Monday, May 17, 1999
Peabody Awards ceremony
CNN senior news analyst Jeff Greenfield acted as emcee for the 58th annual Peabody Awards, presented May 17 in a luncheon ceremony at the Waldorf-Astoria in New York. On hand to accept personal achievement awards were Linda Ellerbee, for her news-for-kids shows on Nickelodeon; Jac Venza, for cultural arts programming; and Robert Halmi Sr., chairman of Hallmark Entertainment.
Other award recipients included Charlayne Hunter-Gault and Christiane Amanpour, honored for their international reporting; David E. Kelley, creator and producer of Ally McBeal and The Practice, both of which won awards; Maria Shriver, for a Dateline NBC segment on welfare-to-work issues; Ken Burns, for a documentary on Frank Lloyd Wright; Pat Mitchell, for CNN’s multipart series The Cold War; and Bill Moyers, for a documentary on campaign finance scandals.
A total of 33 awards recipients were chosen from nearly 1,300 entries. The Peabody Awards are administered by the Grady College of Journalism and Mass Communication.

Major in women’s studies
University Council voted unanimously at its April 29 meeting to establish an undergraduate major in women’s studies.
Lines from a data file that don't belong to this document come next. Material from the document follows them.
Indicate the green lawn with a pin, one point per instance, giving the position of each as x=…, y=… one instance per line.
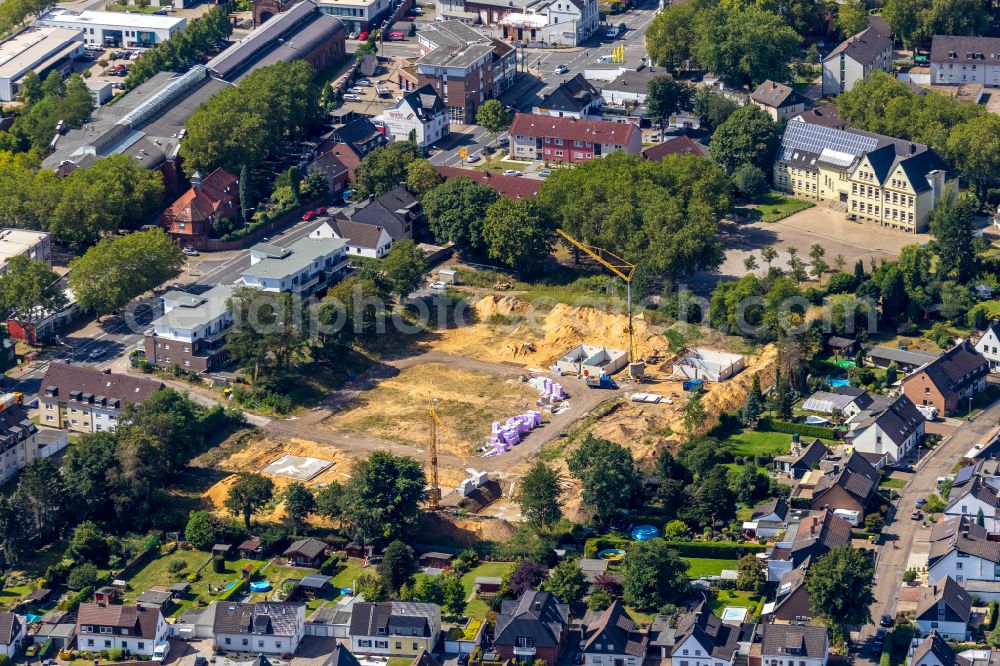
x=719, y=600
x=703, y=566
x=204, y=591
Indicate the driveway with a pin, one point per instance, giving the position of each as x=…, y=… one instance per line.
x=826, y=226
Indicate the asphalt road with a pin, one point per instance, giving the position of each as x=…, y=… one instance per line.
x=904, y=532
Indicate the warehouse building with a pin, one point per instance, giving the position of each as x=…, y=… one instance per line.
x=43, y=50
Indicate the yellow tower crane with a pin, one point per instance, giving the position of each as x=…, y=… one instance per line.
x=626, y=271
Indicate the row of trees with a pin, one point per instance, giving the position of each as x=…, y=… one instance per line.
x=177, y=53
x=115, y=194
x=243, y=125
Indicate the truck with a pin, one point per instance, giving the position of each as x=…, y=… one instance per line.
x=604, y=381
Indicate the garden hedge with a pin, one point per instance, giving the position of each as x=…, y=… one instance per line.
x=771, y=425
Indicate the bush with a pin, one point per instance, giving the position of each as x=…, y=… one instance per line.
x=767, y=424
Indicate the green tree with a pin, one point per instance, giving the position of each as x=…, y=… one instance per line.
x=654, y=575
x=840, y=586
x=248, y=494
x=748, y=136
x=746, y=43
x=608, y=475
x=202, y=530
x=396, y=567
x=384, y=168
x=405, y=267
x=421, y=177
x=383, y=497
x=518, y=233
x=493, y=117
x=455, y=212
x=852, y=17
x=567, y=582
x=453, y=593
x=750, y=574
x=665, y=97
x=540, y=495
x=299, y=502
x=29, y=290
x=670, y=37
x=116, y=270
x=951, y=226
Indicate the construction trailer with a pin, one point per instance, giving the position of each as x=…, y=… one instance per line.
x=708, y=365
x=592, y=361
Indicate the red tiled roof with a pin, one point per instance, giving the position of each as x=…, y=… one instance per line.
x=571, y=129
x=511, y=187
x=682, y=145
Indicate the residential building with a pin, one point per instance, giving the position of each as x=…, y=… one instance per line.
x=394, y=628
x=855, y=58
x=934, y=651
x=949, y=382
x=791, y=599
x=574, y=98
x=962, y=551
x=957, y=60
x=191, y=219
x=570, y=140
x=190, y=334
x=702, y=639
x=21, y=441
x=420, y=114
x=42, y=51
x=534, y=626
x=133, y=628
x=680, y=145
x=333, y=170
x=306, y=553
x=562, y=22
x=800, y=461
x=115, y=29
x=906, y=360
x=261, y=628
x=397, y=211
x=848, y=487
x=894, y=430
x=988, y=346
x=302, y=32
x=815, y=535
x=945, y=608
x=844, y=400
x=35, y=245
x=780, y=101
x=886, y=181
x=613, y=639
x=973, y=499
x=13, y=634
x=82, y=399
x=463, y=66
x=306, y=267
x=768, y=519
x=510, y=187
x=795, y=645
x=363, y=240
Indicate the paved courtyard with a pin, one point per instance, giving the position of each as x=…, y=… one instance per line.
x=830, y=228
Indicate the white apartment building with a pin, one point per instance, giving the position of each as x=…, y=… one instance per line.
x=958, y=60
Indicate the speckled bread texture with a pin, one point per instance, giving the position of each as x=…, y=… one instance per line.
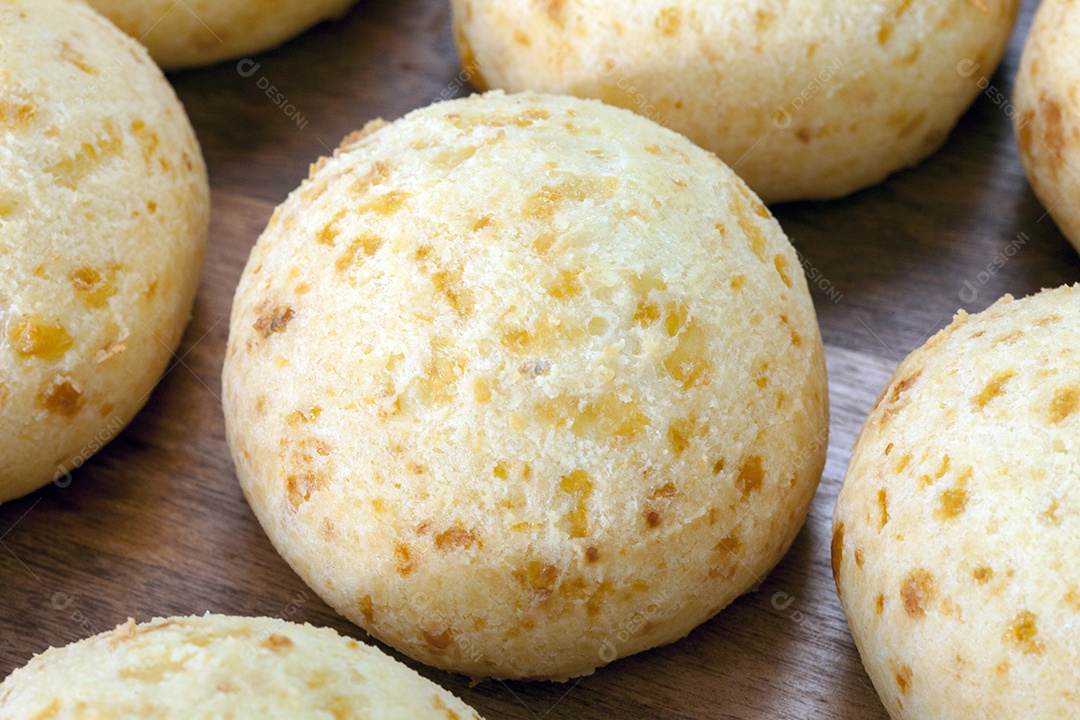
x=957, y=531
x=193, y=32
x=104, y=213
x=805, y=99
x=1048, y=118
x=522, y=384
x=220, y=667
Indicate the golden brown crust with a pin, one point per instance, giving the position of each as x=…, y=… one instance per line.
x=191, y=34
x=1047, y=117
x=955, y=533
x=553, y=367
x=215, y=666
x=813, y=100
x=104, y=230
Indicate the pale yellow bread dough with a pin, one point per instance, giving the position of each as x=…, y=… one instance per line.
x=104, y=215
x=181, y=34
x=957, y=532
x=1048, y=112
x=218, y=667
x=802, y=98
x=525, y=383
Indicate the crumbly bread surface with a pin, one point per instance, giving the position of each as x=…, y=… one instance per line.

If the proposal is approved-- first by President Michael F. Adams and then the board of regents--UGA will become the first institution in the university system to offer a bachelor’s degree in women’s studies, which has been a program at the university since 1989. Plans call for the women’s studies major to be in place by fall semester 2000.

Higher education leader
The Atlanta Regional Consortium for Higher Education last month released the results of research it sponsored comparing America’s largest urban areas in terms of the cumulative magnitude of higher education.
The report, called “Atlanta in the National Landscape of Higher Education,” looks at the 60 largest metropolitan statistical areas (MSAs) in the United States, ranking each in terms of key higher-education measures. The results document Atlanta’s comparative prominence. For purposes of this study, the University of Georgia was included in the Atlanta MSA.
“Atlanta has a large and diverse mix of academically strong colleges, universities and institutions of higher learning, which makes it a national leader in higher education, and which helps make it one of the ‘hottest’ economic regions in the country,” says Michael Gerber, president of ARCHE.
Atlanta ranked third per capita, behind Boston and New York, in enrollment and degrees conferred, and third behind Boston and Philadelphia in higher-education expenditures. The Atlanta MSA was third in research expenditures, has the fourth-highest number of African-American students and ranked in the top 10 in all disciplines except foreign languages, in which it was 11th.
The full text of the report is available on the ARCHE Web site (www.atlantahighered.org).

Magazine awards
The Georgia Review, the university’s quarterly journal of arts and letters, was a six-time winner when the Magazine Association of Georgia announced its 1998 awards May 7.
The Review took all three prizes in the fiction category, with Mary Clyde’s “Jumping” taking the gold award, Keith Lee Morris’s “Objects Past the Shoreline” earning the silver and Sheri Joseph’s “The Elixir” capturing the bronze.
The Review won two more awards in the best feature writing or reporting category. Paul Zimmer’s “Blind World, Atomic Battlefields” received a gold award, and Sally Fitzgerald’s “Flannery O’Connor: Patterns of Friendship, Patterns of Love” received a silver award.
The sixth award was a silver for general excellence among consumer-paid or controlled magazines.